Abbiamo trascorso una bella serata, con l’afa che aveva allentato un po’ la morsa e la grigliata alla sagra di Cussignacco che ha ricevuto solo voti positivi.

Abbiano chiacchierato, ci siamo scambiati aggiornamenti sui malanni di ciascuno, abbiamo spolverato qualche vecchia storia, qualche aneddoto, e poi risate e pensate, finché inevitabilmente siamo finiti a parlare di judo.

Ed è stato proprio a questo punto che ho colto dei messaggi utili per chiunque si avvicini al judo o chi, fra i tanti giovani che già lo praticano, si sente fragile o poco appagato dai risultati.

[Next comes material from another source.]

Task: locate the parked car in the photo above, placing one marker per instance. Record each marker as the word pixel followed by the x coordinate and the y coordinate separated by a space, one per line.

In tutte le osservazioni, in tutte le considerazioni, analisi, proposte, idee che sono state fatte in quella bella serata c’è stato un solo obiettivo: lo sguardo rivolto al futuro per costruire quello che non c’è, per raddrizzare quello che già c’è ma potrebbe andare meglio, ma soprattutto vedendo ogni aspetto del mondo-judo con positività…

Per i nostri giovani, tutti i nostri giovani, si tratta di un messaggio prezioso, maturato con 167 anni di pratica, molti dei quali su tatami in paglia di riso, che al tempo sono stati il deterrente più efficace per cercare di non cadere. Ciononostante, Mario, Carlo e Roberto hanno gareggiato quel poco che al tempo si riusciva a gareggiare: hanno vinto e hanno perso, ma nel judo hanno continuato a trovare sempre un motivo di ispirazione e di studio. Che li ha portati ad una graduazione complessiva di 16 dan.

Tutti preparati assieme.

Continuando a rimanere nei decenni sempre a disposizione di chi avesse bisogno delle loro capacità e della loro (quasi) infinita pazienza.